Valorização e Inclusão

“É preciso dizer que existe uma produção negra consistente em Manaus, com artistas inventivos, técnicos e produtores comprometidos com o fazer cultural, mesmo com tantas adversidades”, ressalta Correnteza, que buscou valorizar profissionais negros da cadeia produtiva da economia criativa, que enfrentam baixa demanda de trabalho.

“Essa parte da população é preterida pelo mercado — inclusive o artístico — e muitas vezes não tem oportunidade de produzir seus próprios trabalhos”, explica.

Por isso, a montagem de Mojubá reúne uma equipe majoritariamente negra e especializada em diversas áreas: Correnteza Braba (coordenação geral, interpretação e pesquisa), Wellington Douglas (assistência de direção), Kanzelu Muká (preparação corporal), o artista manauara de projeção nacional, Francisco Ricardo (direção de arte) e Paulo Martins, sócio da Café Preto Produções junto com a atriz, e que assina a iluminação do projeto.

A direção musical ficou por conta de Marcelo Rosa e Mady, a produção com Randy Souza (assistência de produção), Alex Souza (fotografia), Bianca Beatriz (coordenação de comunicação), Jaú Ribeiro Vieira (design), Ana Paula (assessoria contábil) e Vívian Oliveira (assessoria de comunicação).

Dessa forma, a obra reafirma a relevância de dar visibilidade a saberes ancestrais, especialmente no cenário contemporâneo, onde as lutas por igualdade e respeito ainda se fazem urgentes.

“No momento em que a gente entende a importância da luta antirracista no Brasil, dar palco para que as afroespiritualidades estejam em cena é fundamental”, ressaltou.

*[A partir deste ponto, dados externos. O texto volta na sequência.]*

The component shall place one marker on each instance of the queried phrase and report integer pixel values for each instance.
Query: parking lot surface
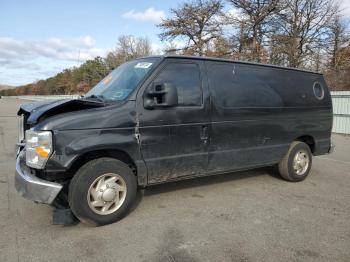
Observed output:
(243, 216)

O projeto foi contemplado pelo edital N° 04/2023 – Povo negro, povos tradicionais, de terreiro e/ou comunidades quilombolas, através da Lei Paulo Gustavo da SEC-AM.

“O apoio da SEC-AM possibilitou que a gente entrasse em contato com artistas de outras regiões do país que são referência na criação em artes cênicas negras, criando pontes, permitindo que o nosso trabalho chegasse a outros lugares e, ao mesmo tempo, que esses artistas conhecessem o que produzimos aqui, abrindo portas para novas e múltiplas possibilidades”, conclui Correnteza Braba.